Quels sont les enjeux du sixième Congrès national du MST ?

Nous allons réunir 10 à 15 000 paysans dans la capitale Brasilia, pour débattre notre stratégie dans une conjoncture politique difficile. Depuis la fin de la dictature militaire, Dilma Rousseff est la présidente qui a le moins redistribué de terres. Son gouvernement s’est allié à des représentants  des grands propriétaires terriens. Dans ce contexte, la base du MST commence à se rendre compte que ce n’est pas à une table de négociation que se fera  la réforme agraire, mais seulement par de grandes mobilisations.

Les mobilisations de juin 2013 jouent-elles un rôle dans ce contexte?

Les mobilisations de juin ont une grande importance historique. Elles ont été un cadeau de la jeunesse pour les travailleurs. Nous vivions un moment de descente des luttes sociales et la jeunesse a fait irruption dans les rues, revendiquant de meilleures conditions de vie. Nous allons inviter ces jeunes à notre Congrès et débattre avec eux des alliances à construire entre la ville et la campagne pour construire un nouveau pays.

Le Congrès du MST à Brasilia, février 2014.

Le Congrès du MST à Brasilia, février 2014.

Lors de son Congrès, le MST adoptera un nouveau Programme agraire. Quelles en sont les grandes lignes?
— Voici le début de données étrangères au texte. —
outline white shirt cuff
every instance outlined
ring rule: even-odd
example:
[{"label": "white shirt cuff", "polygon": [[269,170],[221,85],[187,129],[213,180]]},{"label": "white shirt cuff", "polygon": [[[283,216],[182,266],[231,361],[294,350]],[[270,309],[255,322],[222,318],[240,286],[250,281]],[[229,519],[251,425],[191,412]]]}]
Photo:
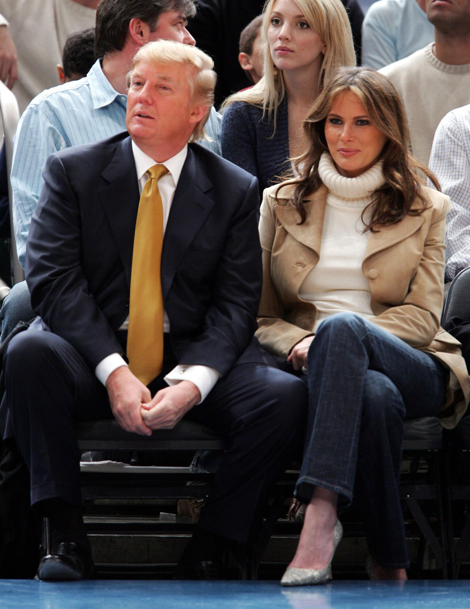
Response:
[{"label": "white shirt cuff", "polygon": [[198,387],[201,393],[201,404],[208,395],[222,375],[213,368],[208,366],[176,366],[165,377],[165,381],[171,387],[182,381],[190,381]]},{"label": "white shirt cuff", "polygon": [[101,360],[94,368],[94,374],[98,381],[105,387],[108,376],[111,373],[114,372],[116,368],[127,365],[127,364],[119,353],[112,353],[111,355],[108,355],[104,359]]}]

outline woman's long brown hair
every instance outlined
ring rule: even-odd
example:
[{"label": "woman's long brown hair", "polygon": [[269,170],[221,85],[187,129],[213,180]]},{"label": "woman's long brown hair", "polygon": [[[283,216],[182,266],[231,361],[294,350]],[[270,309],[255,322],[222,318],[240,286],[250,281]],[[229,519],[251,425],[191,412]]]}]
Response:
[{"label": "woman's long brown hair", "polygon": [[[395,224],[407,214],[419,215],[427,206],[419,172],[428,177],[438,189],[440,187],[433,174],[410,151],[408,121],[399,95],[383,74],[367,68],[343,68],[327,83],[304,123],[310,143],[308,150],[293,160],[299,177],[289,180],[287,183],[295,186],[291,204],[299,210],[299,224],[305,220],[304,203],[322,184],[318,163],[323,152],[328,152],[325,139],[327,116],[333,100],[347,91],[357,96],[371,122],[388,138],[382,155],[385,181],[374,191],[371,202],[363,212],[363,220],[366,210],[371,208],[370,221],[365,223],[365,231]],[[422,206],[411,209],[417,198],[421,199]]]}]

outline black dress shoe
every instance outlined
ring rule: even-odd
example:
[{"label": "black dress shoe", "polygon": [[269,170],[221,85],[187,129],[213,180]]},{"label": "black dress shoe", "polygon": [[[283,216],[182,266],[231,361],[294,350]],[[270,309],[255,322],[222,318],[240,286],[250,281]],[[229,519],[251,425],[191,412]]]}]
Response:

Notre pays est dominé par le capitalisme financier et les entreprises de l’agronégoce, qui produisent des monocultures pour le marché mondial à grand renfort de produits toxiques. Il n’y a pas de place pour la réforme agraire dans ce modèle économique, qui détruit la nature et expulse les paysans des campagnes. Nous devons lui opposer un contre-modèle: une Réforme Agraire Populaire qui redistribue les terres pour y produire des aliments sains destinés aux travailleurs brésiliens. Cette alternative créerait des emplois et des revenus dans les campagnes, impulsant un nouveau développement. Elle ne pourra être atteinte qu’à travers la lutte de la majorité de la population.

Repères…  

À la fin des années 70, des milliers de paysans appauvris occupent des terres au Sud du Brésil. Ces luttes sont appuyées par les militants de la Commission Pastorale des Terres (CPT), proches de la Théologie de la libération. Elles donneront naissance au MST en janvier 1984. Lors de son premier Congrès national (1985), le MST adopte le mot d’ordre «Occuper est la seule solution.» Sa revendication centrale: une réforme agraire mettant un point final à  la concentration des terres – 1% de propriétaires contrôlent près de 50% des terres, alors que près de quatre millions de paysans en sont dépourvus –  et améliorant les conditions de vie de la population. Sa méthode: l’organisation d’occupations (acampamentos) sur de grandes propriétés (latifundia) improductives ou acquises illégalement. S’appuyant sur la Constitution, le MST revendique leur expropriation en faveur de familles désireuses de les cultiver. Il se bat aussi pour une société «plus juste et fraternelle.» Le 17 avril 1996, 19 Sans Terre sont exécutés par la Police Militaire de l’Etat du Pará, près de la ville d’Eldorado de Carajás. La date marque aujourd’hui la Journée Internationale des luttes paysannes. Le mouvement ripostera para l’organisation d’une Marche pour l’emploi, la justice sociale et la réforme agraire. Après un périple de 1000 kilomètres, ses militants seront accueillis, le 17 avril 1997, par 100 000 personnes dans la capitale Brasilia. Une fois la terre conquise, les familles du MST y fondent une exploitation agricole (assentamento). Elles s’y fixent pour objectif de développer, sous la forme de coopératives, la production de cultures vivrières destinées au marché intérieur. La mise en place d’écoles et de postes de santé est une priorité. Le MST organise 1,5 million de personnes à travers le Brésil, dont près de 400 000 vivent dans des occupations.

Alexandre Conceiçao

Congrès à Brasilia, février 2014


[1] Incra, 2010: Pesquisa sobre a qualidade de vida, Produção e Renda nos Assentamentos da Reforma Agrária.